Скоро начнет светать, а до тех пор над морем и брегом сияют часы на видеомагнитофоне.

Вдали, на востоке, погас Орион.

Когда звонит телефон, Хеннинг спешит в коридор, чтобы взять трубку. Почему-то телефон стоит в том единственном месте дома, где он никогда не бывает. Должно быть, это и довело Марту в конце концов. Потому она и ушла.

Это либо Анна, либо Хокан. Если Хокан, то он просто звонит, чтобы поздравить Хеннинга с Рождеством.

— Пап, привет, просто звоню поздравить тебя с Рождеством.

— Ну что ж, спасибо.

— С Рождеством.

— Тебя тоже.

Если звонит Анна, то она хочет пригласить его к ним на праздники. Это может занять очень много времени, потому что Анна ужасная болтушка, она унаследовала это от своей матери, которая полная дура.

Но Хеннинг не будет невежливым. Как мило, что Анна помнит о нем.

Анна приглашает его каждое Рождество, и он может лишь догадываться, какое облегчение она испытает, когда он с благодарностью отклонит приглашение.

Потому что он никогда и никого не хочет напрягать. Никогда. Он держится на расстоянии и наблюдает.

Он всегда был один. Даже если кто-то был рядом, на самом деле он все равно был один.

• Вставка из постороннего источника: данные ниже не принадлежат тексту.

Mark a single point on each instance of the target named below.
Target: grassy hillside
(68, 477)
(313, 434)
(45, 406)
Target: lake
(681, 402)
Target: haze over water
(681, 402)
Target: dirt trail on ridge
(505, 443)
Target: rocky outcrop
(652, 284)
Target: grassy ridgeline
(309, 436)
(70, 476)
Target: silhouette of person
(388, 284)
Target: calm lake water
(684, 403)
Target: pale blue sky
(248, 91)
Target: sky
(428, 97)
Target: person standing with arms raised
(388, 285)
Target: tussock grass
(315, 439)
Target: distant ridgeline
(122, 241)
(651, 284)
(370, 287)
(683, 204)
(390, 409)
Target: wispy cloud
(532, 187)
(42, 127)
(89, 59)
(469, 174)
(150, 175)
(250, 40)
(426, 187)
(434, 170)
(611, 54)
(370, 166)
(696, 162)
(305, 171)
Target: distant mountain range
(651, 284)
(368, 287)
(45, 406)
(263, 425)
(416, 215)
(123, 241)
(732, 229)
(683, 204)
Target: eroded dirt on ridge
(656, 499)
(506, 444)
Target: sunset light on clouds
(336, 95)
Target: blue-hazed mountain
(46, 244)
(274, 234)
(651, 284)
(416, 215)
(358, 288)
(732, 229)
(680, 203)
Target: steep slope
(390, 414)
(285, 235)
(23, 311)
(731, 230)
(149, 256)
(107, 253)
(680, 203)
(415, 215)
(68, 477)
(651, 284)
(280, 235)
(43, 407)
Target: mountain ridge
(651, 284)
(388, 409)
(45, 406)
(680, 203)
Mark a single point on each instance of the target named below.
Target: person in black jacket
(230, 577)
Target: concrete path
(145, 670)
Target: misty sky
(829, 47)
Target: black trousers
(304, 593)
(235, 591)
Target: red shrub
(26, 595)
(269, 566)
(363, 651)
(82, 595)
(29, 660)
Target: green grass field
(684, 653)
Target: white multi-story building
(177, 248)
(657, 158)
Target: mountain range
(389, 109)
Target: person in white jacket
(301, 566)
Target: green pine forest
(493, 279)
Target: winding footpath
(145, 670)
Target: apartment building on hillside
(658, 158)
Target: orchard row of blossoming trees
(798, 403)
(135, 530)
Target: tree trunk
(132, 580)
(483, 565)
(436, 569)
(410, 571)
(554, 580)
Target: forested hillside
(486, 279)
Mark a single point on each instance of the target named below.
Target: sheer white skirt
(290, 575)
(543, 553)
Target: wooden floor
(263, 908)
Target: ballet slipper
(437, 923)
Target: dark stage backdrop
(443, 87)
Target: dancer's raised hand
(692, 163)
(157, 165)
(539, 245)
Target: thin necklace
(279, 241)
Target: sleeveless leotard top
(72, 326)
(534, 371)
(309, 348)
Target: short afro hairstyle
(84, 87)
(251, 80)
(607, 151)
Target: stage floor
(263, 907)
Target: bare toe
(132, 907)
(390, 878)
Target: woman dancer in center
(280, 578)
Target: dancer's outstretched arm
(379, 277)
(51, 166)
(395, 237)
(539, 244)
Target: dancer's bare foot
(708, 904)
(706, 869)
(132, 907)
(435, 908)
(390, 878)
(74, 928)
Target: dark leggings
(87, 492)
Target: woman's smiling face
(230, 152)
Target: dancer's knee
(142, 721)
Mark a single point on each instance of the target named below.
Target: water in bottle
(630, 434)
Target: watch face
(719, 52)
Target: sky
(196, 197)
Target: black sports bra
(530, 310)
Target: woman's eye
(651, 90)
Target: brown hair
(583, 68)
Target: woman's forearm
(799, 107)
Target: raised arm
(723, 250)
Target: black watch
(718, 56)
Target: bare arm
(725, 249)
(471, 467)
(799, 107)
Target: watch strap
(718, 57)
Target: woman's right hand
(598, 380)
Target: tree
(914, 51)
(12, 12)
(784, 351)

Даже когда Марта и Хокан жили с ним — когда они еще были одной семьей, — в действительности он всегда был совершенно один.

Они сами по себе, он сам по себе. Только так.

На Рождество он купил себе копченую ветчину. Запекать окорок ему неохота. К тому же самый маленький окорок в магазине весил три килограмма. Как он один может съесть три килограмма? В общем, копченая ветчина вполне сойдет.

Он вырезал из рекламного каталога супермаркета «Ика» купон на десятипроцентную скидку и купил ветчины. С горчицей и яблочным вареньем будет то же самое, что и окорок. Очень даже ничего.

Анне он, конечно, не станет обо всем этом рассказывать. Иначе ее замучит совесть. К тому же это вовсе не Анна звонит, а Хокан.

Но после того, как Хокан поздравил его с Рождеством и Хеннинг произнес ответное «тебя тоже», Хокан вдруг выдает что-то совершенно неожиданное: он спрашивает, не хочет ли Хеннинг, чтобы Хокан с детьми приехал навестить его в Коппоме, на праздники, где-нибудь между Рождеством и Новым годом. И голос его звучит взволнованно.

Хеннинг говорит «нет».

Он был бы очень рад, конечно, но, к сожалению, нет.

У него совсем нет времени.

Когда Хокан начинает его уговаривать, Хеннинг, как обычно, произносит: «Извини, я сейчас не могу разговаривать!» — и кладет трубку. Затем он протирает телефон влажной салфеткой, чтобы не осталось жирных пятен.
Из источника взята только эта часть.